# Twilliciteren



## Elendi

Hallo iedereen!

Ik volg deze fora al een hele tijd passief, maar heb me nu eindelijk geregistreerd. Ik heb namelijk enkele vragen. Ik hoop dat dit het juiste subforum is, aangezien het ook Frans en Engels aanbelangt. 

Ik studeer Toegepaste Taalkunde. Voor "Terminologie Vertaling" moet ik vertalingen zoeken voor Nederlandse neologismen. Sommige heb ik reeds gevonden, over andere vind ik absoluut niets.

Misschien kunnen jullie mij de Engelse en Franse vertalingen geven van de volgende neologismen?

_ Twilliciteren (solliciteren op Twitter)
.....

Ik hoop dat ik niets tegen de regels heb gedaan. Ik weet dat dit voor een taak is, maar ik heb verschillende vertaalsites en - databanken afgezocht. 

Ik dank jullie!


----------



## Timidinho

Hoi,

Is het nu de bedoeling om ze zelf te bedenken, of moet je op zoek gaan naar bestaande uitdrukkingen?

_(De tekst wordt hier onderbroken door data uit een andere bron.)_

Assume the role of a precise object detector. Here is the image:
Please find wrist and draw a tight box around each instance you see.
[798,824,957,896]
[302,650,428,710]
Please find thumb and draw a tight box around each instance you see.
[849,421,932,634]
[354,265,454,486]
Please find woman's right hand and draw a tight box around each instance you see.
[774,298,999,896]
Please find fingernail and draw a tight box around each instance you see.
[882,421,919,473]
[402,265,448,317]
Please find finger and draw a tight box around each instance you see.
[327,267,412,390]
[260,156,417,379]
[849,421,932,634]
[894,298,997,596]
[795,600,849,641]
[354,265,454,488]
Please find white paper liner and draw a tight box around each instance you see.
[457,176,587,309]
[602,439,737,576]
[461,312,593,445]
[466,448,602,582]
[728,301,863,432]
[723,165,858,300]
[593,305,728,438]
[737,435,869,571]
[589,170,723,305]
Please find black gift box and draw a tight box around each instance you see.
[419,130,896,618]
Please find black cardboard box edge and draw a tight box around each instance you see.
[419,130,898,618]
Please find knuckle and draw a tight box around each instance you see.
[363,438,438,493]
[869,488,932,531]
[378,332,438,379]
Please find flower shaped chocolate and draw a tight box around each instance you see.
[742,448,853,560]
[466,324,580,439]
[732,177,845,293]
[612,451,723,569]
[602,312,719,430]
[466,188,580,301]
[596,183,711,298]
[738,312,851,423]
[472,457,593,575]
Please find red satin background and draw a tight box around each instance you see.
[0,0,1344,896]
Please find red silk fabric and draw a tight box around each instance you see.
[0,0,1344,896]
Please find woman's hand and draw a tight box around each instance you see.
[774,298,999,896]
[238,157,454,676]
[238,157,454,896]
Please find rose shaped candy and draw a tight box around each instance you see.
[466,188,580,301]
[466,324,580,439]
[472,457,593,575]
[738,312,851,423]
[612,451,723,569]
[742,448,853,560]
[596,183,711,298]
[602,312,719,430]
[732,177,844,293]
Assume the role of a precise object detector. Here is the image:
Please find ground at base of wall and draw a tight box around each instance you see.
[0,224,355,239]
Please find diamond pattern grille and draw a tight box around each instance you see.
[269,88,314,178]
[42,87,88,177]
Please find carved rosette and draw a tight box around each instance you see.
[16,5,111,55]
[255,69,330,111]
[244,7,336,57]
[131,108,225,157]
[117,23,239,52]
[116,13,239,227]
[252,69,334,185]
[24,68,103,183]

Edit: in het eerste geval zou ik gaan voor _*twipply*_.


----------



## Joannes

Ik zou gewoon eens vragen in EO of ze één woord hebben voor een sollicitatiegesprek over Twitter -- meer volk daar.

Nu ik erover nadenk zou dat een *(job) twitterview* kunnen zijn, neem ik aan? Wel geen werkwoord natuurlijk..


----------



## Elendi

In eerste istantie zou ik een vertaling moeten vinden (en er dan de bron bij vermelden). Mocht ik er geen vinden, moet ik er zelf een bedenken. 
Twipply is goed bedacht, dank je!

Ik zal de vraag daar ook eens stellen, bedankt.


----------



## killerbees

Volgens mij bestaat er geen precieze vertaling van 'twilliciteren' in het Engels  (maar ik ben geen veelgebruiker van Twitter dus je moet mijn mening wel  met een korrel zout nemen).

Twipply ga ik ook voor (al vermoed ik dat de meeste mensen het _twipplie_ uit zouden spreken).


----------



## petoe

Persoonlijk vind ik twilliciteren niet erg geslaagd als neologisme, maar dat is mijn mening natuurlijk.
Een neologisme vertalen lijkt me in veel gevallen onbegonnen werk, omdat ze net zo specifiek zijn en bestaan uit woorden of delen van woorden die in de ene taal perfect combineerbaar zijn maar in de andere, wanneer je ze vertaalt, helemaal niet.
Voor het Frans bvb. zie ik niet meteen hoe ze uit 'postuler' en 'twitter' een goed klinkend nieuw woord kunnen fabriceren.


----------



## Kayla321

Dat laatste lijkt mij dan juist weer reuze simpel: _twostuler_!


----------